Mi nombramiento como rector de la universidad el 17 de junio de 1968 fue una sorpresa para todos, yo incluido, y ponía de manifiesto la originalidad, autonomía y rapidez con que actuaba el ministro José Luis Villar Palasí desde que había tomado posesión hacía tan solo unas semanas. Ya había creado las Universidades Autónomas en Madrid, Barcelona y Bilbao, anunciado su propósito de promover una Ley General de Educación (fue discutida en las Cortes y aprobada en 1970), y puso en marcha la Universidad Nacional de Educación a Distancia (UNED) a los pocos meses.
No era previsible, en efecto, que quien figuraba con menos votos en la terna que se le había presentado (hasta aquel momento nunca se había pedido) y, sobre todo, tenía como antecedente –un gran honor– que el hermano de su abuela materna fuera Marcelino Domingo, el primer ministro de Educación (se denominaba entonces de Instrucción Pública) de la Segunda República, que destacó especialmente por el nombramiento de maestros «profesionales» y el establecimiento de las «Misiones pedagógicas», fuera designado, a los 34 años, rector de la Universidad de Granada.
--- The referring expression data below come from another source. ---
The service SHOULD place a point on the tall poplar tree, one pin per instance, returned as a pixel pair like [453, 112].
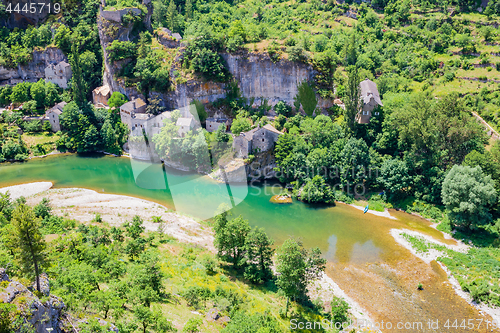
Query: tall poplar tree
[30, 245]
[78, 86]
[172, 16]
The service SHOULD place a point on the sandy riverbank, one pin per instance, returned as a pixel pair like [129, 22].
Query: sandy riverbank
[433, 254]
[374, 212]
[83, 205]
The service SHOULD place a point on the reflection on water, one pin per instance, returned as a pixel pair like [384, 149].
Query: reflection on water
[345, 252]
[363, 257]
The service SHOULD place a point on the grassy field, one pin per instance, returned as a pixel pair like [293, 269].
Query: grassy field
[46, 139]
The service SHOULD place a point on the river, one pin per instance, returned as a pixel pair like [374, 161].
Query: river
[363, 258]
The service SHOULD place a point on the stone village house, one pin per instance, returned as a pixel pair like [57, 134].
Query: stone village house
[52, 115]
[370, 99]
[100, 95]
[257, 140]
[133, 114]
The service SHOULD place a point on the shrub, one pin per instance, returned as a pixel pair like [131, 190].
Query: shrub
[296, 53]
[192, 325]
[340, 310]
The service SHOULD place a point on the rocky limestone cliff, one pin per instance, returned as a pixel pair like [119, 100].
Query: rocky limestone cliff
[42, 315]
[45, 314]
[111, 28]
[258, 76]
[35, 69]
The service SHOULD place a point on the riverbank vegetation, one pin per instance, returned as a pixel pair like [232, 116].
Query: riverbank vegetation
[147, 281]
[476, 270]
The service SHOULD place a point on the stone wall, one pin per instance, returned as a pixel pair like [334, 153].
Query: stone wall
[263, 140]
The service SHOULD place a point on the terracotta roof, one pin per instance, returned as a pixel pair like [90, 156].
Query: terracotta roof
[185, 122]
[63, 64]
[57, 109]
[103, 90]
[369, 90]
[271, 128]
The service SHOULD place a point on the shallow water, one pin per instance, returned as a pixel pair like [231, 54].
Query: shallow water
[363, 257]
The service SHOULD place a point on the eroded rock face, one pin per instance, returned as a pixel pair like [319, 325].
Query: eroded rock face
[42, 314]
[35, 69]
[257, 76]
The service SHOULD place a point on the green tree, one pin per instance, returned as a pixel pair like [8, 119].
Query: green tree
[354, 162]
[91, 139]
[135, 228]
[467, 193]
[198, 110]
[230, 238]
[172, 16]
[51, 94]
[30, 244]
[486, 161]
[78, 86]
[21, 92]
[240, 124]
[316, 190]
[43, 210]
[38, 92]
[282, 108]
[307, 98]
[154, 107]
[394, 176]
[296, 268]
[259, 255]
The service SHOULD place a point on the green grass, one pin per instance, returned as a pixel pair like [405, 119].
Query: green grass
[46, 139]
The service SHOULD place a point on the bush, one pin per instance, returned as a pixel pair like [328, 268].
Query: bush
[282, 108]
[192, 325]
[340, 310]
[296, 53]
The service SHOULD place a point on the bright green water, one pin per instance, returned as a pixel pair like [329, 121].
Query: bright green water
[339, 231]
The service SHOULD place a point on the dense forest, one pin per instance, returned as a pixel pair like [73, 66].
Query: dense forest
[435, 63]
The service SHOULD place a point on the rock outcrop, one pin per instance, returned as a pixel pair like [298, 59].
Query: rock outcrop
[46, 314]
[41, 315]
[257, 75]
[35, 69]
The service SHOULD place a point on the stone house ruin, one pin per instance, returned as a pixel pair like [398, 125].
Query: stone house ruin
[185, 125]
[213, 124]
[133, 114]
[52, 115]
[370, 100]
[100, 95]
[59, 74]
[257, 140]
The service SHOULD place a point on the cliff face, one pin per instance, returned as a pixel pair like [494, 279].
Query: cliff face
[112, 28]
[35, 69]
[257, 75]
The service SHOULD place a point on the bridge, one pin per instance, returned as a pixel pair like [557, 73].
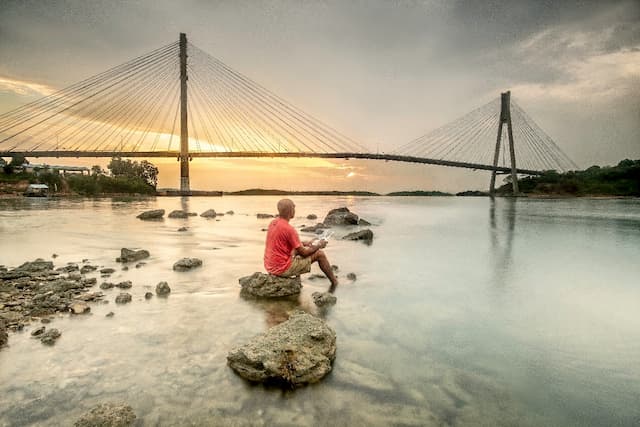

Cuando, muy sorprendido, llamé al ministro a la mañana siguiente, diciéndole que no comprendía las razones de un nombramiento que alteraba radicalmente mis previsiones en aquellos momentos, el ministro fue tajante: «Porque es usted el único con dedicación exclusiva, y porque estaba usted en la terna».
Quisiera o no, la suerte estaba echada, y debo decir que mucha gente me paraba en la calle y me felicitaba y daba ánimos.
Solo Olegario me miraba con inmenso pesar y hacía gestos de profunda desaprobación:
–¡Qué pena me da, D. Federico, qué pena tan grande me da! –repetía.
–¿Por qué, querido Olegario, por qué le doy tanta pena?
–¡Quite usted, quite usted! ¡Tener que luchar con tanto enterao!
La respuesta fue para mí un aldabonazo, porque ya había tenido ocasión de reflexionar sobre el «general conocimiento» que todo el mundo tiene sobre la educación, defendiendo apasionadamente puntos de vista que, en la mayoría de los casos, no pasan de ser reflejo de experiencias personales relacionadas con la vida escolar.
¡Qué razón tenía Olegario!, pensé en varias ocasiones hablando con profesores, colegas, discípulos, dándome cuenta de que es un tema en el que todos, sin excepción, tienen puntos de vista y vivencias que defienden con tanta imprecisión como calor. Pero sobre todo pensé en el acierto de Olegario cuando tuve ocasión de asistir al Consejo de Ministros: si se daba la palabra al ministro de Asuntos Exteriores, silencio. Silencio cuando eran los ministros del Interior o el de Hacienda quienes se expresaban. Pero en cuanto el presidente daba la palabra al ministro de Educación, ¡todos los ministros querían intervenir, todos estaban enteraos!
Muchos años después de esta anécdota, Ángel Gabilondo, rector de la Universidad Autónoma de Madrid y excelente ministro de Educación, coincidió plenamente en que una de sus más inolvidables experiencias había sido «¡tener que luchar con tanto enterado!».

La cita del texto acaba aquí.